With the support of a left ventricular assist device,[2] Herweg et al.[2] introduced a catheter into the LV cavity through a mechanical mitral valve in a critically ill patient. However, a left ventricular assist device is not routinely available in patients with VT undergoing catheter ablation to maintain stable hemodynamics. Epicardial ablation in patients with double-valve replacement has been reported in a series of cases.[3-7] Although proven effective for VT originating from the epicardium, its application may be restricted by its lower efficacy in treating endocardial VT as well as severe adhesion of the pericardium caused by previous cardiac surgery. Ablation of the epicardial VT through the great cardiac vein[6] is also reportedly effective, but its applicability might be limited by an apical endocardium origin, as in our case. Percutaneous trans-interventricular septum approaches were adopted in several pilot case reports.[8,9] However, because our patient had a history of tricuspid valvuloplasty, the passage of the catheter may affect the function of the tricuspid valve. Besides radiofrequency ablation, Baldinger et al.[10] presented a case of VT termination by transcoronary ethanol ablation. Notably, lesions treated by transcoronary ethanol ablation are difficult to control; thus, such an option must be meticulously evaluated before application.

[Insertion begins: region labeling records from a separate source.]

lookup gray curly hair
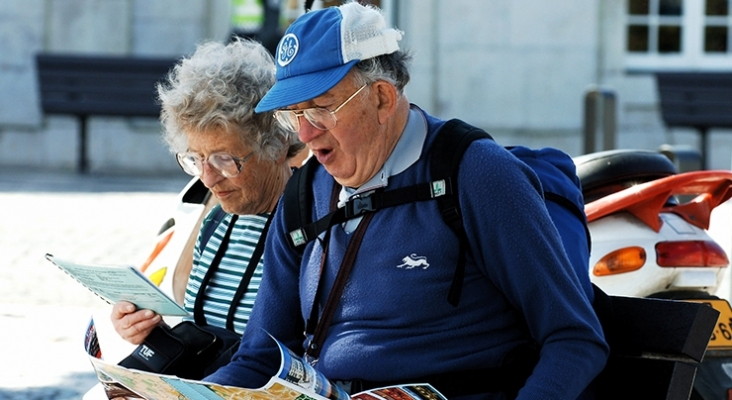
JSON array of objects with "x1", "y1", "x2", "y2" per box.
[{"x1": 157, "y1": 39, "x2": 304, "y2": 160}]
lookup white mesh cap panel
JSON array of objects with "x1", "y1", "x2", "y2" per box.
[{"x1": 340, "y1": 2, "x2": 402, "y2": 63}]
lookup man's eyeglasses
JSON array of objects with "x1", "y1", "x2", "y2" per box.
[
  {"x1": 274, "y1": 85, "x2": 367, "y2": 132},
  {"x1": 176, "y1": 151, "x2": 254, "y2": 178}
]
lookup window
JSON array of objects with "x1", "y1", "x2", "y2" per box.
[{"x1": 625, "y1": 0, "x2": 732, "y2": 71}]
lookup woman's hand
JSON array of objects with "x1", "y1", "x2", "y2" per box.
[{"x1": 111, "y1": 301, "x2": 163, "y2": 344}]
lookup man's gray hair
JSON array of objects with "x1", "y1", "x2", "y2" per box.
[{"x1": 353, "y1": 50, "x2": 412, "y2": 95}]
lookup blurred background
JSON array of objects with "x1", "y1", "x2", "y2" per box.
[{"x1": 0, "y1": 0, "x2": 732, "y2": 174}]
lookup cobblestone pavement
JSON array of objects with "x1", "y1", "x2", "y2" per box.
[{"x1": 0, "y1": 169, "x2": 188, "y2": 400}]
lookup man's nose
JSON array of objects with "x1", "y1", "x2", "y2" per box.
[{"x1": 297, "y1": 117, "x2": 324, "y2": 144}]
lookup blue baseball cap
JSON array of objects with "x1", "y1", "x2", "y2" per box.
[{"x1": 255, "y1": 1, "x2": 402, "y2": 113}]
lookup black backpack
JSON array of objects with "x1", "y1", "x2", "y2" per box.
[{"x1": 283, "y1": 119, "x2": 590, "y2": 306}]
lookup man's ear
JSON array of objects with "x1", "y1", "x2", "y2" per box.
[{"x1": 372, "y1": 81, "x2": 399, "y2": 124}]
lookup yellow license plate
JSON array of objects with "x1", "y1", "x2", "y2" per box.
[{"x1": 689, "y1": 299, "x2": 732, "y2": 349}]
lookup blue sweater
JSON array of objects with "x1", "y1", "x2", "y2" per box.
[{"x1": 206, "y1": 110, "x2": 608, "y2": 399}]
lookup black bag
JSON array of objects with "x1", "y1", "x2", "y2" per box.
[
  {"x1": 119, "y1": 210, "x2": 274, "y2": 380},
  {"x1": 119, "y1": 321, "x2": 240, "y2": 379}
]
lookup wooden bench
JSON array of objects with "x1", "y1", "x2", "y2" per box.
[
  {"x1": 656, "y1": 72, "x2": 732, "y2": 169},
  {"x1": 36, "y1": 54, "x2": 178, "y2": 173}
]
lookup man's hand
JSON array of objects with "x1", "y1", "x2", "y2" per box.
[{"x1": 111, "y1": 301, "x2": 163, "y2": 344}]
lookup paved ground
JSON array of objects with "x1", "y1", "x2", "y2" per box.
[{"x1": 0, "y1": 169, "x2": 188, "y2": 400}]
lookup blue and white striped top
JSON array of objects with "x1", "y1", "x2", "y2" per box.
[{"x1": 183, "y1": 209, "x2": 269, "y2": 334}]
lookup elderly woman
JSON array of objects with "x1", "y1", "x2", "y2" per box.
[{"x1": 111, "y1": 40, "x2": 304, "y2": 344}]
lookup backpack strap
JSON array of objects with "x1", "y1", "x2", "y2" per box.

LV puncture through a minithoracotomy provides the most direct approach to the LV cavity with relatively fewer limitations compared with the transvascular approach. The LV can be accessed either by blind percutaneous puncture[11,12] or under direct vision with the assistance of a minithoracotomy. However, methods without clear exposure of the puncture site carry a high risk of complications, such as pneumothorax, hemothorax, or even cardiac tamponade due to injury of the coronary artery; another potential complication is persistent apical leakage after sheath withdrawal, especially in patients undergoing systemic anticoagulation.[13] An anterior-lateral minithoracotomy can clearly expose the LV apex, thus allowing direct visualization of the puncture site and placement of a purse-string suture with pledgets to guarantee effective hemostasis.[13-15] Considering the lower complication rate compared with blind puncture, a minithoracotomy should be the first choice, especially in patients with LV systolic dysfunction whose depressed myocardial contraction cannot effectively promote closure of the puncture hole. The safety and efficacy of this method have been proven by sporadic reports in patients with ICDs, and our case demonstrates that when the application of an ICD is limited, catheter ablation by direct LV access through a minithoracotomy remains a plausible therapeutic choice.

The main limitation of our case lies in the lack of further investigation regarding the mechanism underlying the VT in this patient. Although we assumed that the proarrhythmic substrate was associated with the chronic rheumatic carditis, relevant imaging examinations and pathological evidence are needed to corroborate our hypothesis.

Conclusion

VT ablation by direct transthoracic access into the LV endocardium can be considered in select patients after double prosthetic valve replacement wen conventional transvascular approaches are inappropriate.